Dystroglycan (DG) is part of a multiprotein complex that links the extracellular matrix to the actin cytoskeleton of muscle fibers and that is involved in aggregating acetylcholine receptors at the neuromuscular junction. This complex is also expressed in regions of the central nervous system where it is localized to both neuronal and glial cells. DG and the inwardly rectifying potassium channels, Kir4.1, are concentrated at the interface of astroglia and small blood vessels. These channels are involved in siphoning potassium released into the extracellular space after neuronal excitation.
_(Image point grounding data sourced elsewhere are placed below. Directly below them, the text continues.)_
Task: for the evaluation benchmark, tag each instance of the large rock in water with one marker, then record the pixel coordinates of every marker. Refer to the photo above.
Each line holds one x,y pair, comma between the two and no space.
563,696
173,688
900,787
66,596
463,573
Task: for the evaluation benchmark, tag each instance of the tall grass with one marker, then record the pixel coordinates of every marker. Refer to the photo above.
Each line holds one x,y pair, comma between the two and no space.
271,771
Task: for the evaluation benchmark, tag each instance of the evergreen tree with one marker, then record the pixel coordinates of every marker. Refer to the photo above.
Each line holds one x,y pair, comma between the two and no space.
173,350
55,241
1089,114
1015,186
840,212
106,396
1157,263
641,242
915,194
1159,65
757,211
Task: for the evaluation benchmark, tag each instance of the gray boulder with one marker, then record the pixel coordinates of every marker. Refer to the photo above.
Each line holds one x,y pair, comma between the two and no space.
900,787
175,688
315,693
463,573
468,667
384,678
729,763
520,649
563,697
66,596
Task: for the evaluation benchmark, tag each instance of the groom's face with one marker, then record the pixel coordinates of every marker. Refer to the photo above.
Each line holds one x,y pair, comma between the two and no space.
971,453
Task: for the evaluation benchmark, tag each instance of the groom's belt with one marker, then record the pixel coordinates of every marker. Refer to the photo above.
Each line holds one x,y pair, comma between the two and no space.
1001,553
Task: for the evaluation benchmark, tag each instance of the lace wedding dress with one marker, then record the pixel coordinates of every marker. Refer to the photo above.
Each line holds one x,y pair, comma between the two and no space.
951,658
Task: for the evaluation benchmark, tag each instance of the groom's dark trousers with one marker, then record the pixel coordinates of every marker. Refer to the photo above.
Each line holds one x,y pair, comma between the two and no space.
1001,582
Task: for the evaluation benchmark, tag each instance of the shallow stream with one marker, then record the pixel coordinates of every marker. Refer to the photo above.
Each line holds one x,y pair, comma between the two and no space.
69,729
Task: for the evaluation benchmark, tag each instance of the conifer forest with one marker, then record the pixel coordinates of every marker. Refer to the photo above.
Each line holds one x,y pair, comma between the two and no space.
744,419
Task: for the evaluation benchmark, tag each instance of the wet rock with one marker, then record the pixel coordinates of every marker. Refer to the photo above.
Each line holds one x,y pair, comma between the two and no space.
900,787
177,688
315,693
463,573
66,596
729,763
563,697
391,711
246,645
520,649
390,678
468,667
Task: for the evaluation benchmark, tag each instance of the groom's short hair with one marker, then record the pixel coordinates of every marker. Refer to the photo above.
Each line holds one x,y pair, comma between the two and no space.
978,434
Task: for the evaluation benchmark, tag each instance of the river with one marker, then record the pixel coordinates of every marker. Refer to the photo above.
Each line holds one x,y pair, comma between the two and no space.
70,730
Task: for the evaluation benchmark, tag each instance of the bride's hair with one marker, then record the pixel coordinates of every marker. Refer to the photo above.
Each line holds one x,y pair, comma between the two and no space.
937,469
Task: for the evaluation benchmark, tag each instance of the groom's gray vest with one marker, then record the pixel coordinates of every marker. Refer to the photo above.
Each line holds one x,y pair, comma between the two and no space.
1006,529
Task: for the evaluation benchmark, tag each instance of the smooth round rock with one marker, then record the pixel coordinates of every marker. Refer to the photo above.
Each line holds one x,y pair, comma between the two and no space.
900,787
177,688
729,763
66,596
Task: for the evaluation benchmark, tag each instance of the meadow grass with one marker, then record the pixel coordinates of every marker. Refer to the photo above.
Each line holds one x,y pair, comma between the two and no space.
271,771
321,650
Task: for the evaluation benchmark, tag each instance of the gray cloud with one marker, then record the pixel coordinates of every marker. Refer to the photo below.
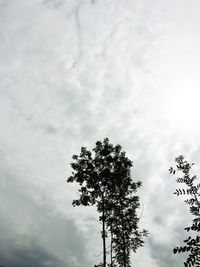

This raises the possibility that DG may be involved in targeting Kir4.1 channels to specific domains of astroglia. To address this question, we used mixed hippocampal cultures to investigate the distribution of DG, syntrophin, dystrobrevin, and Kir4.1 channels, as well as aquaporin-permeable water channels, AQP4. These proteins exhibit a similar distribution pattern and form aggregates in astrocytes cultured on laminin. Both DG and syntrophin colocalize with Kir4.1 channel aggregates in astrocytes. Similarly, DG colocalizes with AQP4 channel aggregates. Quantitative studies show a significant increase of Kir4.1 and AQP4 channel aggregates in astrocytes cultured in the presence of laminin when compared with those in the absence of laminin. These findings show that laminin has a role in Kir4.1 and AQP4 channel aggregation and suggest that this may be mediated via a dystroglycan-containing complex. This study reveals a novel functional role for DG in brain including K+ buffering and water homeostasis.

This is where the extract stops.